Study reveals that more patients will survive thanks to new cancer drug
The chances of surviving breast and prostate cancer could significantly improve after scientists discovered a suicidal cancer cell drug.
The drug, dubbed STX140, is capable of targeting cancer cells by initiating a natural suicide process within them, as well as stopping the growth of new blood vessels required to nourish cancer cells.
The study, published in the British Journal of Cancer, involved giving the drug to mice for 60 days. The results showed that five out of eight tumours shrank in size, with two disappearing completely after 88 days. Although the remaining three tumours did not shrink, they did not grow either.

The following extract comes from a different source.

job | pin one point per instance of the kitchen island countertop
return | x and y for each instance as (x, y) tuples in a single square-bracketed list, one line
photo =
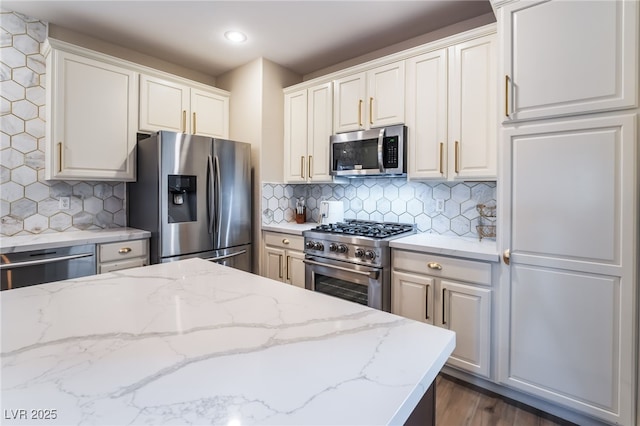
[(193, 342)]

According to the study: "STX140 could be dosed daily over a 60-day period leading to tumour regression and complete responses, which were maintained after the cessation of dosing".
The research also found that it can be dosed orally with "no toxicity even after prolonged daily dosing".

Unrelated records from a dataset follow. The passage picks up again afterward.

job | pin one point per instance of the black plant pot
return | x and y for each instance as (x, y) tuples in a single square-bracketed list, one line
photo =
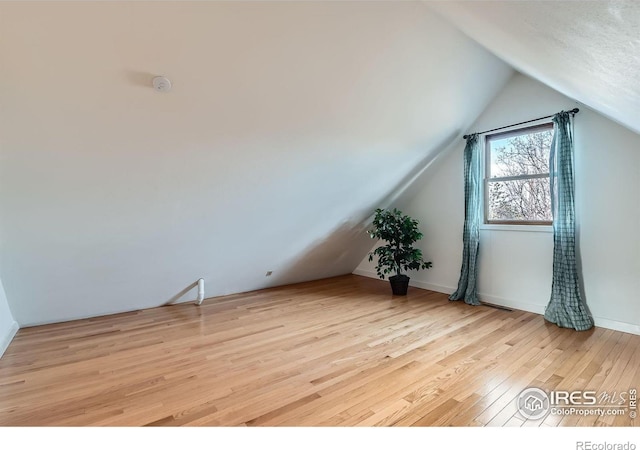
[(399, 284)]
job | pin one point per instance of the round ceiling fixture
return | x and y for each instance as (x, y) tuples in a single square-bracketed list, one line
[(161, 84)]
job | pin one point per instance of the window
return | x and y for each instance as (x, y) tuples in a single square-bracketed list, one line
[(517, 176)]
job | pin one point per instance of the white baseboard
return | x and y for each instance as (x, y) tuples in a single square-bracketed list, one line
[(6, 339), (522, 306)]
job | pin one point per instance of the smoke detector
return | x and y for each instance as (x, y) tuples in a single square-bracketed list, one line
[(161, 84)]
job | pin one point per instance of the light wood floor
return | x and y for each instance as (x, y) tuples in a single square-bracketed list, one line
[(338, 352)]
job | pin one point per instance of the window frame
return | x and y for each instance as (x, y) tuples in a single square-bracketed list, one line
[(486, 172)]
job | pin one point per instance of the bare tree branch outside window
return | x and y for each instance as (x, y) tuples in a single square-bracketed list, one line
[(518, 177)]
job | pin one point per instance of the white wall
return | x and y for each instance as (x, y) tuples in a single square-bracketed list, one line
[(8, 326), (287, 125), (515, 266)]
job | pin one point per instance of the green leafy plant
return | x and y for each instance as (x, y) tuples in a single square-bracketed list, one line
[(400, 232)]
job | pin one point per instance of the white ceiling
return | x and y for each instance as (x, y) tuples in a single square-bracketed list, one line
[(587, 50)]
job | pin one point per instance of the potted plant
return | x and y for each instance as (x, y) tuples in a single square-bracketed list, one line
[(400, 232)]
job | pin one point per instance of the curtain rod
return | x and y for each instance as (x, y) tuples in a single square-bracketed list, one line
[(573, 111)]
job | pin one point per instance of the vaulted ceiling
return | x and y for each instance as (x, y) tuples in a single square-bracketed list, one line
[(587, 50)]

Another study, published in the International Journal of Cancer, has found that light beams could detect cervical cancer.
The idea is that a light beam is shone on the cells and the beam would scatter differently according to whether the cells were cancerous or not. This would effectively alleviate pressure from the workload of the conventional smear test and enable cancer to be detected earlier.
Last month, the journal, Chronic Illness, said patient pressure had influenced how scientific advances in the space of only 50 years had transformed childhood cancer from a fatal disease into one that the majority of newly diagnosed children can expect to survive.